SDXL 1.0 Overview

SDXL

Last Update	Version	Changes
7/7/2023	1.0	First version! This document will be kept up to date with SDXL developments!
8/1/2023	1.2	Automatic1111 Refiner Extension
8/3/2023	1.2	Training SDXL

What is SDXL 1.0?

SDXL 1.0 is a groundbreaking new text-to-image model, released on July 26th. A precursor model, SDXL 0.9, was available to a limited number of testers for a few months before SDXL 1.0’s release.

Technologically, SDXL 1.0 is a leap forward from SD 1.5 or 2.x, boasting a parameter count (the sum of all the weights and biases in the neural network that the model is trained on) of 3.5 billion for the base model and a 6.6 billion for the second stage refiner. In contrast, SD 1.4 has just ~890 million parameters.
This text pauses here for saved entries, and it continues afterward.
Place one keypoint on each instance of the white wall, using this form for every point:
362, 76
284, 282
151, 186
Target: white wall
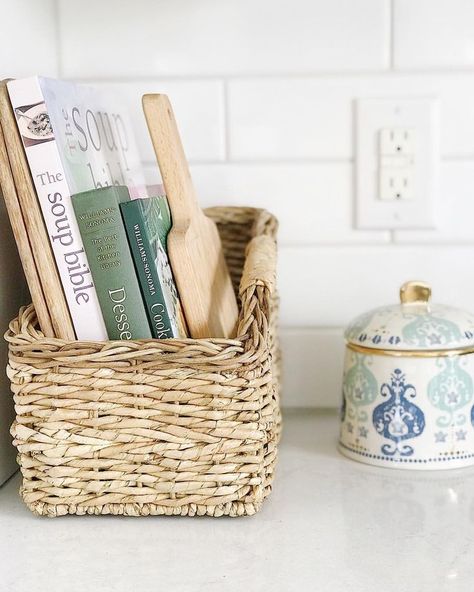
264, 92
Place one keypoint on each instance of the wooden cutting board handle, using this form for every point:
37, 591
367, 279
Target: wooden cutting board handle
194, 245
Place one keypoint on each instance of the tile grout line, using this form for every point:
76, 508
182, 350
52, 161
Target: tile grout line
303, 75
391, 13
226, 120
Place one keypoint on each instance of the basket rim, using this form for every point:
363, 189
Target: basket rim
258, 298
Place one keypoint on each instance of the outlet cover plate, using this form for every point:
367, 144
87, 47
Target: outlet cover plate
372, 117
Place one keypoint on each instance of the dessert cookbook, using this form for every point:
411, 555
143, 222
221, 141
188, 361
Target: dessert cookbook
105, 241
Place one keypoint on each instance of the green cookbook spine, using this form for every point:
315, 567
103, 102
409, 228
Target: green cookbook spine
105, 241
161, 321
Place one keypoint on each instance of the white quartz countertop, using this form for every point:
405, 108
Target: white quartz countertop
331, 524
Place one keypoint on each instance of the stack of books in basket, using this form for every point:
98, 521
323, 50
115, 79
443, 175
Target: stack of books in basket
96, 235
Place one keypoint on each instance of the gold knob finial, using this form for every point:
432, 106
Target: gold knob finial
415, 292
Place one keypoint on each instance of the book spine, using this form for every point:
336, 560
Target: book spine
142, 252
105, 241
55, 201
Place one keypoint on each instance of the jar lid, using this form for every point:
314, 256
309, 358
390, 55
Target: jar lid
414, 325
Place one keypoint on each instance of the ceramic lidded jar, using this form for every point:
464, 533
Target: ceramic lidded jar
408, 388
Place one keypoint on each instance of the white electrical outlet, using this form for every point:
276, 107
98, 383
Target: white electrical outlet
396, 155
397, 141
396, 183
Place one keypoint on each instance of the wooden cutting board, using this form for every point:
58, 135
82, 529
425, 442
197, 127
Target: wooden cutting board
33, 221
194, 245
15, 215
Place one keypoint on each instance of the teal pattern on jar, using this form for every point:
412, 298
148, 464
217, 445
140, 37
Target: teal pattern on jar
450, 390
360, 388
426, 330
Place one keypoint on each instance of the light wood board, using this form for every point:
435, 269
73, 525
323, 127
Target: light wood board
8, 188
34, 224
194, 245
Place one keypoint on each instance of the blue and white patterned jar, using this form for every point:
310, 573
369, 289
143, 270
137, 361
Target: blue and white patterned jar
408, 388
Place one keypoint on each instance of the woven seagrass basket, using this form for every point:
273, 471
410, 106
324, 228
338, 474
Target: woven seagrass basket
176, 427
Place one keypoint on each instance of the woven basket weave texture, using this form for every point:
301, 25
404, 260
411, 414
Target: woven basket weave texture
175, 427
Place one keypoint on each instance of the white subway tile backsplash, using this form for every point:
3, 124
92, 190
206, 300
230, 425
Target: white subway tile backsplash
312, 367
312, 118
263, 92
199, 109
433, 33
162, 38
455, 208
314, 202
328, 286
27, 38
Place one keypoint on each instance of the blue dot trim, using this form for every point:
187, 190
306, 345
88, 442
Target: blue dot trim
407, 460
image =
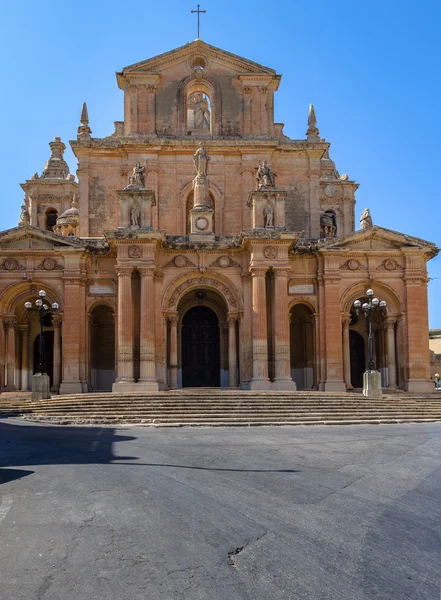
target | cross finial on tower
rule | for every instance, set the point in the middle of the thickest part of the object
(198, 11)
(312, 133)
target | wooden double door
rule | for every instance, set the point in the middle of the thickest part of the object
(200, 348)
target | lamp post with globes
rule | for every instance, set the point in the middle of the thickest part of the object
(372, 378)
(43, 310)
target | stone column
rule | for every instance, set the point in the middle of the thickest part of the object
(260, 380)
(10, 353)
(25, 358)
(147, 379)
(282, 358)
(151, 109)
(125, 379)
(174, 353)
(71, 383)
(232, 354)
(346, 354)
(391, 360)
(57, 353)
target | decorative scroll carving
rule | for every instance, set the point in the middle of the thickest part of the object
(389, 264)
(270, 252)
(353, 265)
(49, 264)
(224, 262)
(10, 264)
(202, 281)
(180, 261)
(135, 252)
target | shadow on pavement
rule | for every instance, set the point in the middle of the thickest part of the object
(23, 445)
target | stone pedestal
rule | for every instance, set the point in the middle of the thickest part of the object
(267, 208)
(372, 384)
(41, 386)
(136, 208)
(201, 215)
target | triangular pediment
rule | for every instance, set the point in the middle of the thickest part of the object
(377, 238)
(193, 49)
(34, 238)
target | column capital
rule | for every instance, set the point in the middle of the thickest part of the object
(124, 271)
(9, 322)
(258, 272)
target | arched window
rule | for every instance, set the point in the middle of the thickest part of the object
(51, 218)
(198, 113)
(190, 203)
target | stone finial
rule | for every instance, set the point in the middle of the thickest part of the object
(25, 218)
(56, 167)
(84, 130)
(68, 223)
(365, 219)
(312, 133)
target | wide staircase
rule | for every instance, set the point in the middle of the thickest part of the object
(215, 407)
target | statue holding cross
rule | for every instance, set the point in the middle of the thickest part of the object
(199, 12)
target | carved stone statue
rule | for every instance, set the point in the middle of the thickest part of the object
(264, 176)
(201, 112)
(327, 226)
(201, 159)
(137, 177)
(268, 215)
(365, 219)
(25, 218)
(134, 216)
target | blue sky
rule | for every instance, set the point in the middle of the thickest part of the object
(372, 70)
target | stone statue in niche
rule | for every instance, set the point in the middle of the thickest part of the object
(201, 159)
(201, 112)
(327, 226)
(137, 176)
(365, 219)
(135, 214)
(264, 176)
(25, 218)
(268, 216)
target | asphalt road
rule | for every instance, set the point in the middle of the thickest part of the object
(340, 513)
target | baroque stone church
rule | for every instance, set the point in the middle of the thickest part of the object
(201, 246)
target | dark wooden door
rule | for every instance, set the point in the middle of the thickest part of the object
(358, 367)
(200, 348)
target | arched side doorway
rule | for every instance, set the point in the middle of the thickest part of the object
(358, 346)
(357, 358)
(200, 348)
(102, 349)
(303, 370)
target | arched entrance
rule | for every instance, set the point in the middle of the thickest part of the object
(357, 357)
(302, 348)
(200, 348)
(102, 349)
(48, 354)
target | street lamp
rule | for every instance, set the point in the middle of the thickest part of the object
(42, 309)
(369, 308)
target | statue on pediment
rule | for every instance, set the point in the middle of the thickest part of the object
(137, 176)
(201, 159)
(365, 219)
(264, 176)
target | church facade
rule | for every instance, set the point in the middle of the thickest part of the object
(201, 246)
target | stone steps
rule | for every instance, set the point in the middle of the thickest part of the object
(229, 407)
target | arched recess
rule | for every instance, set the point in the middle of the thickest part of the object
(102, 348)
(203, 84)
(388, 334)
(202, 340)
(181, 284)
(20, 356)
(217, 198)
(302, 350)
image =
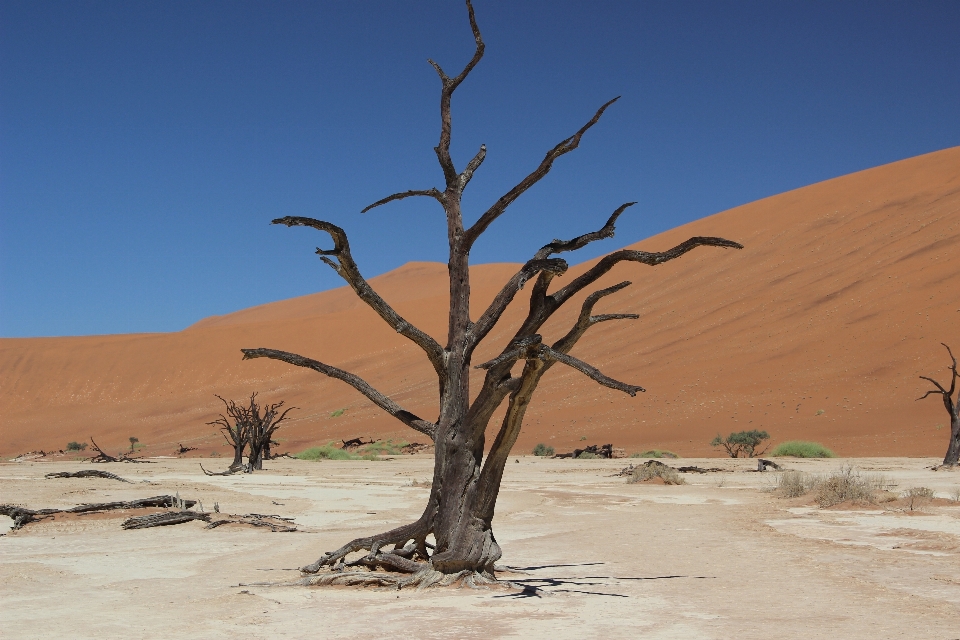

Further information about the inner workings of SDXL can be found on Stability AI’s SDXL research paper here;

SDXL: Improving Latent Diffusion Models for High-Resolution Image Synthesis

Aside from ~3x more training parameters than previous SD models, SDXL runs on two CLIP models, including the largest OpenCLIP model trained to-date (OpenCLIP ViT-G/14), and has a far higher native resolution of 1024×1024, in contrast to SD 1.4/5’s 512×512, allowing for greatly improved fidelity and depth.

Unlike previous SD models, SDXL uses a two-stage image creation process. The base model generates the initial latent image (txt2img), before passing the output and the same prompt through a refiner model (essentially an img2img workflow), upscaling, and adding fine detail to the generated output.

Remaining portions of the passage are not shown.